Die Offensive der malischen und französischen Truppen gegen die islamischen Extremisten im Norden von Mali kommt immer weiter voran. Nach der Eroberung der Islamisten-Hauptstadt Gao haben französische Truppen am Sonntag Luftangriffe auf die Stadt Kidal im Norden Malis begonnen. Nächstes Ziel der Offensive könnte Timbuktu sein.

Islamische Extremisten sollen sich laut malischer Medienberichte aus der legendären Wüstenstadt zurückzuziehen. Bereits seit Ende vergangener Woche sollen malisch-französische Truppen einen Angriff auf Timbuktu vorbereitet haben. "Wir wollen bei der Rückeroberung der besetzten Gebiete keine Minute Zeit verlieren", sagte Armeesprecher Diarran Kone am Telefon. Er fügte hinzu, seine Truppen hätten beim Vormarsch im Norden große Erfolge erzielt. Nur knapp zwei Wochen nach Beginn der gemeinsamen Militäraktion gegen die Islamisten waren die malisch-französischen Einheiten am Samstag in Gao im Norden des Wüstenstaats einmarschiert. Das Verteidigungsministerium in Paris teilte mit, die Soldaten hätten die strategisch wichtige Wabary-Brücke über den Niger und den Flughafen unter ihre Kontrolle gebracht. Die Stadt war im April 2012 zunächst in die Hände von Tuareg-Kämpfern gefallen und wurde seit Juni von islamistischen Rebellen beherrscht.
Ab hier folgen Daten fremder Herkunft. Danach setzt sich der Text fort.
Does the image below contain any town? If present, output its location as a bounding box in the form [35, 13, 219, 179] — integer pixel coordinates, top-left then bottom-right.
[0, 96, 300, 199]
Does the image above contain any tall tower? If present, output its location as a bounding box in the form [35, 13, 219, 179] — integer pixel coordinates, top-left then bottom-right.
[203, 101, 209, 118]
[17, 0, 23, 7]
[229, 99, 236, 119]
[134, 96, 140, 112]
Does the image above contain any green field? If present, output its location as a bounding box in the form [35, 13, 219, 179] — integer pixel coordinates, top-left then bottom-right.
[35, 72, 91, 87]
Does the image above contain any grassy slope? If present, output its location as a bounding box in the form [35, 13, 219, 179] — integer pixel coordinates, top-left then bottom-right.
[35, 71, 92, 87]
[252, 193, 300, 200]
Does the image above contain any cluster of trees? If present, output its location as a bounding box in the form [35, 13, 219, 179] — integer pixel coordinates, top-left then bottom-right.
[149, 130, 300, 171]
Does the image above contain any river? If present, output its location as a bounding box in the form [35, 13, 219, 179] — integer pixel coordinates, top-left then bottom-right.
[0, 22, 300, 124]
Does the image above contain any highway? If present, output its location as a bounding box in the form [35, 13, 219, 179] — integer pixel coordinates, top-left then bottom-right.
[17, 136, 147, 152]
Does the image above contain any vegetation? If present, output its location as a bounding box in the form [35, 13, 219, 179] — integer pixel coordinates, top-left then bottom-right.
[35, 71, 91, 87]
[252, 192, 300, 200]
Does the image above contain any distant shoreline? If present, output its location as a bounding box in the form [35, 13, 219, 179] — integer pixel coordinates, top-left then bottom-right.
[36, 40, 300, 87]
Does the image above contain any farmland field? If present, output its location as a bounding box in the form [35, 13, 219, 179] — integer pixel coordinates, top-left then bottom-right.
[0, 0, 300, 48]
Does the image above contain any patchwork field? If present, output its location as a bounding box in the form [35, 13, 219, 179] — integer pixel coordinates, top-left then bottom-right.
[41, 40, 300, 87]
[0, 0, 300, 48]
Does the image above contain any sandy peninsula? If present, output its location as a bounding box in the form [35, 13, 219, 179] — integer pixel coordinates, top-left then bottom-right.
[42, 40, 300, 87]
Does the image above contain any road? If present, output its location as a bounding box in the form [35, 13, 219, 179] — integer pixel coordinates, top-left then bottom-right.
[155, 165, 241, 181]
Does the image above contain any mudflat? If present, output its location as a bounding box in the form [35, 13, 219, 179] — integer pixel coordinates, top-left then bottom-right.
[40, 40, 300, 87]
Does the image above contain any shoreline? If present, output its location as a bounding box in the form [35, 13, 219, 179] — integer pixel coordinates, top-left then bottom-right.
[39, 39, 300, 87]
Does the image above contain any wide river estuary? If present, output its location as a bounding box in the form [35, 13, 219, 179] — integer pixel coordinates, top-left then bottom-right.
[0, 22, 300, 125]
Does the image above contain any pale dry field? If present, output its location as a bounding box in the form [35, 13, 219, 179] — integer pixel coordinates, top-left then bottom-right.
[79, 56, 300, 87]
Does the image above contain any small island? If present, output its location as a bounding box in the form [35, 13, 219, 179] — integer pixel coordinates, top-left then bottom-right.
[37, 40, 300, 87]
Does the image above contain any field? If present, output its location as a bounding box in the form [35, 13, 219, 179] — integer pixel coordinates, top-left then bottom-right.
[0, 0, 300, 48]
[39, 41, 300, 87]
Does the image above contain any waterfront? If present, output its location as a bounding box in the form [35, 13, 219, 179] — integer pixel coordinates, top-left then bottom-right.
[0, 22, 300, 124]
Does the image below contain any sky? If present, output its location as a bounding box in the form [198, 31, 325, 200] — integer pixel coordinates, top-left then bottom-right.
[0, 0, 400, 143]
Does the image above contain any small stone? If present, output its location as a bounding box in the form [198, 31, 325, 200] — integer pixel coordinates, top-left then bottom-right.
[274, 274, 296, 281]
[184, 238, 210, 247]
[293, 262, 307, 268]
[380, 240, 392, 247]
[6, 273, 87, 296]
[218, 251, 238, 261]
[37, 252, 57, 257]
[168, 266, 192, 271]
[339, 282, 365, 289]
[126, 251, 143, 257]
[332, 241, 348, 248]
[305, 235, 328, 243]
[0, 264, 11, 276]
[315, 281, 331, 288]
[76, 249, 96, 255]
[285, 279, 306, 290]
Deutschland will Ecowas-Truppen ausrüsten

Die westafrikanische Wirtschaftsgemeinschaft Ecowas beschloss unterdessen, ihr Truppenkontingent zur Unterstützung der malischen Armee deutlich aufzustocken. Statt der ursprünglich vereinbarten 3300 Mann starken Eingreiftruppe sollen nunmehr bis zu 7700 Soldaten die malische Regierungsarmee unterstützen, beschlossen die führenden Militärs der Ecowas bei einem Treffen in Abidjan in der Elfenbeinküste am Samstagabend. "Wir haben auch schon festgelegt, wie diese Einheiten vor Ort eingesetzt werden", sagte der ivorische Stabschef Soumaila Bakayo der afrikanischen Agentur APA.

Deutschland will die Truppen der Ecowas dabei offenbar mit Ausrüstung unterstützen. Wie der "Spiegel" berichtete, sagte Bundeskanzlerin Angela Merkel dies vergangene Woche dem französischen Präsidenten François Hollande zu. Allerdings gehe es dabei nicht um Waffen, sondern um Lastwagen, Stiefel sowie Uniformen für die Soldaten. Bevor Waffen geliefert werden könnten, müssten die afrikanischen Soldaten erst entsprechend ausgebildet sein, hieß es laut "Spiegel" von Seiten der Bundesregierung.

Frankreich hatte Deutschland zudem um Hilfe bei der Luftbetankung seiner Kampfflugzeuge gebeten. Diese Aufgabe wird jedoch nun offensichtlich von den USA wahrgenommen. Das US-Verteidigungsministerium habe beschlossen, französische Flugzeuge, die derzeit in Mali im Einsatz seien, zu betanken, sagte ein Ministeriumssprecher in Washington. Deutschland hatte eine Hilfestellung geprüft, zugleich aber Bedenken geäußert, weil die Luftwaffe über kein System verfüge, das für die Luftbetankung französischer Flugzeuge zertifiziert sei, hieß es in Berlin.

Afrikanische Union berät Truppenentsendung

Die Lage in Mali ist auch wichtigstes Thema beim Treffen der Staats- und Regierungschefs der Afrikanischen Union, die am Sonntag in der äthiopischen Hauptstadt Addis Abeba zusammenkamen. Der Einsatz afrikanischer Truppen im Rahmen der Internationale Unterstützungsmission für Mali (MISMA) kommt nur langsam voran. Am Freitag hatte der Friedens- und Sicherheitsrat der AU die 54 Mitgliedstaaten aufgefordert, "innerhalb einer Woche" über ihre Pläne zur Truppenentsendung informieren. Die Truppenstärke müsse deutlich erhöht werden.

AU-Kommissionspräsidentin Nkosazana Dlamini-Zuma sagte zu Beginn des zweitägigen Gipfeltreffens, es müsse noch viel getan werden, um alte und neue Konflikte in verschiedenen Ländern zu lösen. Die Bedeutung von Frieden und Sicherheit könne nicht genug betont werden. "Ohne Frieden und Sicherheit kann kein Land und keine Region auf Wohlstand für alle Bürger hoffen", sagte Dlamini-Zuma. Die AU müsse ihre Möglichkeiten, demokratisch gewählte Regierungen zu verteidigen, verbessern.